On Jul 7, 2007, at 12:49 AM, Carole White wrote:

When my associate goes away, I can look at his
results and acknowledge those that have my name attached to them, but
they will not go away from his box until he acknowledges them.

I might suggest some value to a subgroup of people getting together on the question, perhaps spending 30-60 minutes to think it through and to present, to the group, some options. Some of the relevant considerations could include:

- the ordering doctor could be required to see the result even if it was normal, but where no action on the result would have been required, multiple results (even on multiple patients) could be easily dismissed (oops... acknowledged) in a single, scrollable screen

- the converse must also be considered however, i.e. the fact that a test was normal (and even if acknowledged by someone else) may not be the "end of the line"... the "normal" test may have failed to identify the disorder that prompted it, so some way of not overlooking the need to proceed to another test, or the need to repeat the test at some interval, or the need to recall the patient to discuss and possibly pursue other explanations, is needed

- I might wonder therefore if a "covering" physician should not acknowledge the "normal" results except if where they are doing more than just covering the "danger" aspect and in fact providing comprehensive care and followup for the patients including the tests that although normal were associated with patients who had since needed to be seen... therefore it is possible that for the normal results to have been acknowledged inside a patient visit (potentially meaning "patient aware") presents a useful distinction

- might it be useful to split the presentation of results between patients who have one or more abnormal results (with or without normal results) from patients who have purely normal results, and may it be useful to split based on whether patients have a followup appointment within a useful time frame (say 1 or 2 weeks) or, if not "splitting" in this way, having presented to the user on the screen the date of the patient's next appointment?

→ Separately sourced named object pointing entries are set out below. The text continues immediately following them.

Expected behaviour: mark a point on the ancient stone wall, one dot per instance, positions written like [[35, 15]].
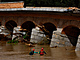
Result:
[[59, 40], [36, 35], [11, 5]]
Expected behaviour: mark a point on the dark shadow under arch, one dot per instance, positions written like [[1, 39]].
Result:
[[28, 25], [10, 26], [72, 32], [50, 27]]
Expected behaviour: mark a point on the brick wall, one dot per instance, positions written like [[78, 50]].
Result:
[[11, 5]]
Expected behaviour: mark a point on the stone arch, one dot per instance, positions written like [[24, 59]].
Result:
[[72, 32], [50, 27], [28, 25], [10, 25]]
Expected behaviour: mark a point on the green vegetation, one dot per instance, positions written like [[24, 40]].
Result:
[[49, 3]]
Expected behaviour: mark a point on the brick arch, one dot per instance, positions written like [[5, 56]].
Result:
[[67, 23], [49, 27], [72, 32], [26, 23], [54, 23], [10, 23]]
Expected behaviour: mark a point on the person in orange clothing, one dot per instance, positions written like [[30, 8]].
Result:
[[42, 52], [32, 52]]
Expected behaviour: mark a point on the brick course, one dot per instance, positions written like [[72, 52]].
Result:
[[11, 5]]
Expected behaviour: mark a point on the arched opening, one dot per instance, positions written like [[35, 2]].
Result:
[[72, 32], [10, 25], [28, 25], [50, 28]]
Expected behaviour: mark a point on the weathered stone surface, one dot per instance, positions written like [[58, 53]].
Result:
[[59, 40], [36, 35]]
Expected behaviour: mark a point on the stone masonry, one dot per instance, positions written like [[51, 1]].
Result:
[[36, 35], [59, 40]]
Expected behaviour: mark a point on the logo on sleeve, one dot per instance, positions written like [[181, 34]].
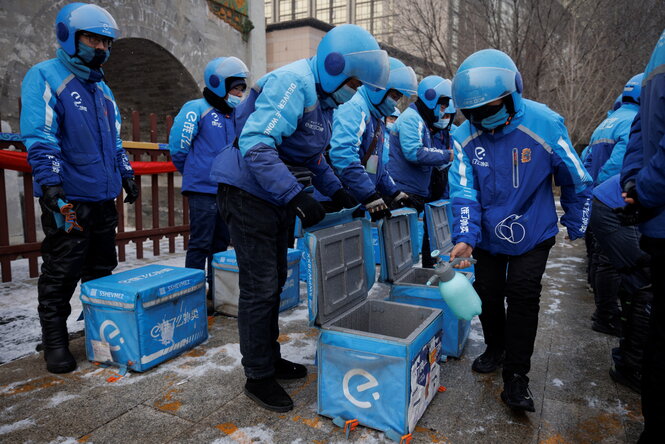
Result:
[[479, 153]]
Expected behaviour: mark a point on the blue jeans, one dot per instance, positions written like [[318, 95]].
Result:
[[208, 233], [260, 232]]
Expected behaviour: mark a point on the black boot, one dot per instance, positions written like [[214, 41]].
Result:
[[289, 370], [516, 393], [56, 344], [489, 361], [56, 347], [267, 393]]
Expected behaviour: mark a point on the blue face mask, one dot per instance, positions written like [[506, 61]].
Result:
[[387, 106], [495, 120], [442, 123], [94, 58], [343, 94], [233, 101]]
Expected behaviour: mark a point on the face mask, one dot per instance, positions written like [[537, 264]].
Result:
[[495, 120], [442, 123], [343, 94], [387, 106], [233, 101], [94, 58]]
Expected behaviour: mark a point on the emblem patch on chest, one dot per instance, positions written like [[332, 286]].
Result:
[[526, 155]]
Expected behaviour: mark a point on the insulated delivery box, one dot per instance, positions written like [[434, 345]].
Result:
[[409, 281], [378, 360], [227, 290], [142, 317]]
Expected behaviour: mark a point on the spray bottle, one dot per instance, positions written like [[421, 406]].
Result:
[[455, 288], [66, 219]]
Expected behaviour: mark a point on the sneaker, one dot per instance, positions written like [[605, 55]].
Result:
[[631, 379], [289, 370], [608, 327], [267, 393], [488, 361], [516, 394]]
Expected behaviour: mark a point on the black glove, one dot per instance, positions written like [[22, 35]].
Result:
[[635, 213], [51, 196], [376, 207], [344, 199], [401, 199], [308, 209], [131, 189]]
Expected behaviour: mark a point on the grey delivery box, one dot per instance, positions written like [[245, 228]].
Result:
[[378, 360]]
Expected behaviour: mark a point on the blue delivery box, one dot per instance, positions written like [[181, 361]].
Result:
[[142, 317], [408, 282], [378, 360], [227, 289]]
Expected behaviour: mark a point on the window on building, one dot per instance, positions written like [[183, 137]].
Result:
[[268, 11], [292, 9]]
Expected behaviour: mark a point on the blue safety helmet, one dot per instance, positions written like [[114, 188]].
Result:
[[77, 17], [220, 69], [633, 88], [432, 88], [350, 51], [485, 76], [402, 78], [451, 108]]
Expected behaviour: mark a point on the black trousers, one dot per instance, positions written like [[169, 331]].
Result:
[[653, 367], [516, 279], [68, 257], [260, 233]]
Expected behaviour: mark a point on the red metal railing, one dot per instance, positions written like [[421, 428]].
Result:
[[141, 151]]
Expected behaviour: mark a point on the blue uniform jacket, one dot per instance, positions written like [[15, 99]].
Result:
[[198, 135], [281, 122], [645, 156], [501, 183], [354, 126], [71, 129], [608, 143], [414, 152]]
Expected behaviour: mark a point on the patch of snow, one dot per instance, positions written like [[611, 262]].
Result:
[[59, 398], [248, 434], [18, 425], [553, 307]]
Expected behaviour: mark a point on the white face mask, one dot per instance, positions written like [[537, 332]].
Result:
[[442, 123]]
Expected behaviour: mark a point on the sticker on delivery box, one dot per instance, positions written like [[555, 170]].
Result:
[[101, 351]]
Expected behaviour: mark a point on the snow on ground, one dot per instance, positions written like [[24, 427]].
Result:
[[19, 323]]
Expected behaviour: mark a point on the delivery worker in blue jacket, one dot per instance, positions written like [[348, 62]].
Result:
[[199, 132], [608, 141], [620, 244], [389, 124], [643, 182], [419, 143], [503, 207], [603, 159], [356, 147], [286, 119], [71, 126]]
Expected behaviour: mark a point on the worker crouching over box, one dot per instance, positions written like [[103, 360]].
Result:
[[140, 318]]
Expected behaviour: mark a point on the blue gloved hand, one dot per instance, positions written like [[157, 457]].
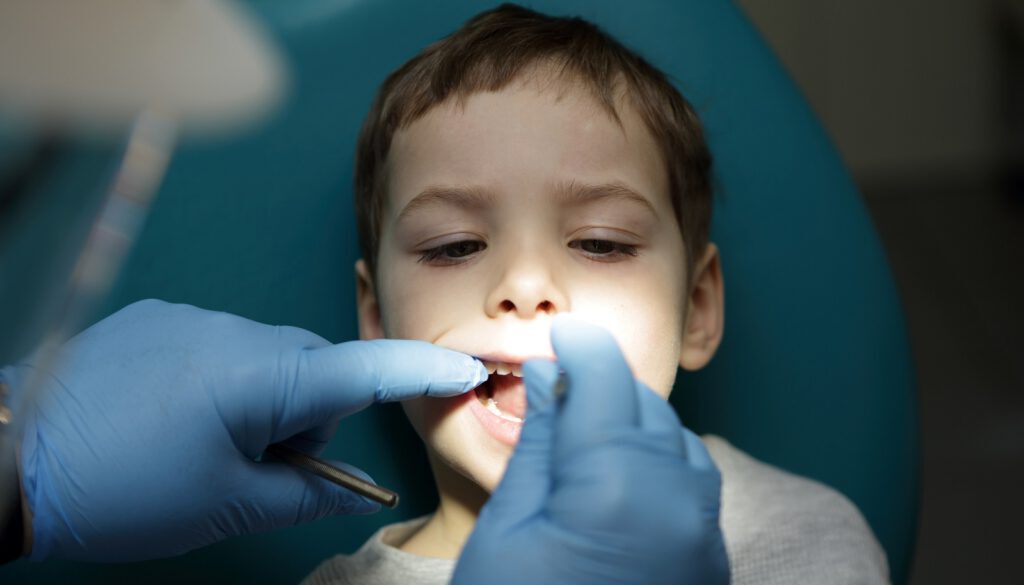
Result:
[[144, 441], [604, 487]]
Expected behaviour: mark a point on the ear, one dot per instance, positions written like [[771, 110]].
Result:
[[366, 300], [705, 312]]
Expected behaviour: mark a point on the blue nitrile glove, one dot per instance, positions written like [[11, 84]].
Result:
[[604, 487], [144, 442]]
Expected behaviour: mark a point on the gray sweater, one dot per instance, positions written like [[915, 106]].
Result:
[[779, 529]]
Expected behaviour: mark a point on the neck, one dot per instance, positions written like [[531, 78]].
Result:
[[446, 531]]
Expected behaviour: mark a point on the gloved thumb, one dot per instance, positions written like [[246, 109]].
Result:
[[279, 495], [524, 489]]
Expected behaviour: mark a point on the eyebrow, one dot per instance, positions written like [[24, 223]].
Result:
[[462, 197], [574, 193], [474, 198]]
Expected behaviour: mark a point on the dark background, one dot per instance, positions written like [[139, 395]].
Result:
[[925, 100]]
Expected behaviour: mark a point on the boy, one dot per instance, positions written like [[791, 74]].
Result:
[[527, 166]]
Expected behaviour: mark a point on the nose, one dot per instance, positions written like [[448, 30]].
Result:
[[526, 288]]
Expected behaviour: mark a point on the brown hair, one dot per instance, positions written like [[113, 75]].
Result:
[[493, 49]]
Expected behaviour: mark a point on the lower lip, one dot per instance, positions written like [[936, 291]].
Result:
[[503, 430]]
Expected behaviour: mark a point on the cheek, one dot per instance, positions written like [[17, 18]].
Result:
[[415, 305], [646, 322]]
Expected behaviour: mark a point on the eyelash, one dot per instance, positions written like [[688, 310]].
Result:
[[437, 255]]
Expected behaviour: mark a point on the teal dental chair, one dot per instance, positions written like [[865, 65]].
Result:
[[814, 372]]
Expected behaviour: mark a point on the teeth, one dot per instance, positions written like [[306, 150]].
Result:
[[493, 407], [503, 368]]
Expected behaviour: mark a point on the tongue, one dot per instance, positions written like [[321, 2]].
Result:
[[509, 393]]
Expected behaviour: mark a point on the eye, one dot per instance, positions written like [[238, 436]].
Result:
[[452, 253], [603, 250]]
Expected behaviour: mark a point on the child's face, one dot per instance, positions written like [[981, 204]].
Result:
[[518, 205]]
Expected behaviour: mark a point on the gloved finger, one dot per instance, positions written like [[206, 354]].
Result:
[[286, 496], [657, 416], [526, 484], [332, 382], [600, 394]]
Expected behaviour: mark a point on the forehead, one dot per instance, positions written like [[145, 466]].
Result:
[[523, 139]]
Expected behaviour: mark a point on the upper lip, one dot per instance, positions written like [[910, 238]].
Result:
[[509, 359]]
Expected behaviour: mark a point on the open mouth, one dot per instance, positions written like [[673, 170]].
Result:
[[504, 393]]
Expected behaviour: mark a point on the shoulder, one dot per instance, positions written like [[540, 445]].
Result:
[[780, 528], [377, 562]]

- if a "covering" physician *had* initiated an action as a result of a test (even if it had been normal, maybe the patient had asked to be contacted about it), maybe it would be desirable to be able to "see" that

- if the lab should phone a critical abnormality, the call might be routed to a convenient doctor within the group, even though the actual ordering doctor would have processed it at their next session on the computer within minutes or hours (I am not sure if it qualifies as a special case, may depend on the nature of documentation required)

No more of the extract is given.